[ only regarding “Mangroves as drivers of nearshore fishery production” section of the article ]
- Based on the spawning cycle of many fish species that live near mangrove habitat: “mangroves could function as an important link in the chain of habitats that provide complementary resources and benefits, e.g., as nursery areas for fish, prawns and crabs (Sheridan and Hays, 2003; Crona and Ronnback, 2005), with spatial complexity at a scale that provides refuge to small prey, and abundant food for commercial species at certain stages in their life cycle (Chong et al., 1990)”(171).
- Fish production is proportionally related to the area of mangrove habitat: “Most of the analyses in these studies” – 27 studies were examined for this section of the review – “have resulted in positive correlations, assuming that the area of mangroves or tidal wetland habitat directly translates to the catch of commercial fisheries (Manson et al., 2005; Meynecke et al., 2007). Estimates of the amount of commercial catch explained by the presence of mangroves or estuaries range from 20 to 90% (Fig. 1). The most common variables used were mangrove area, followed by linear extent and intertidal area or estuarine size”(172).

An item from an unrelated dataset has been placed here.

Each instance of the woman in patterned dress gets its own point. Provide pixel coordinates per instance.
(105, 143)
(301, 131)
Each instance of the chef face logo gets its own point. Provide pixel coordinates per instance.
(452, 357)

- Data from certain articles suggest that certain species rely on a combination of mangrove and seagrass bed habitat rather than mangrove habitat alone to ensure species health (Robertson and Blaber, 1992; Nagelkerken et al., 2001; Dorenbosch et al., 2006a,b; Jelbart et al., 2007), while other articles stress the importance of mangrove habitat for ontogentic fish movements (Rooker and Dennis, 1991; Nagelkerken et al., 2000c; Nagelkerken and van der Velde, 2002, 2003; Eggleston et al., 2004; Lugendo et al., 2005)” (172-173).
- A main conclusion from the review indicated that it is extremely difficult to make generalizations about mangrove habitat because different fish species have varying dependence on mangrove habitat.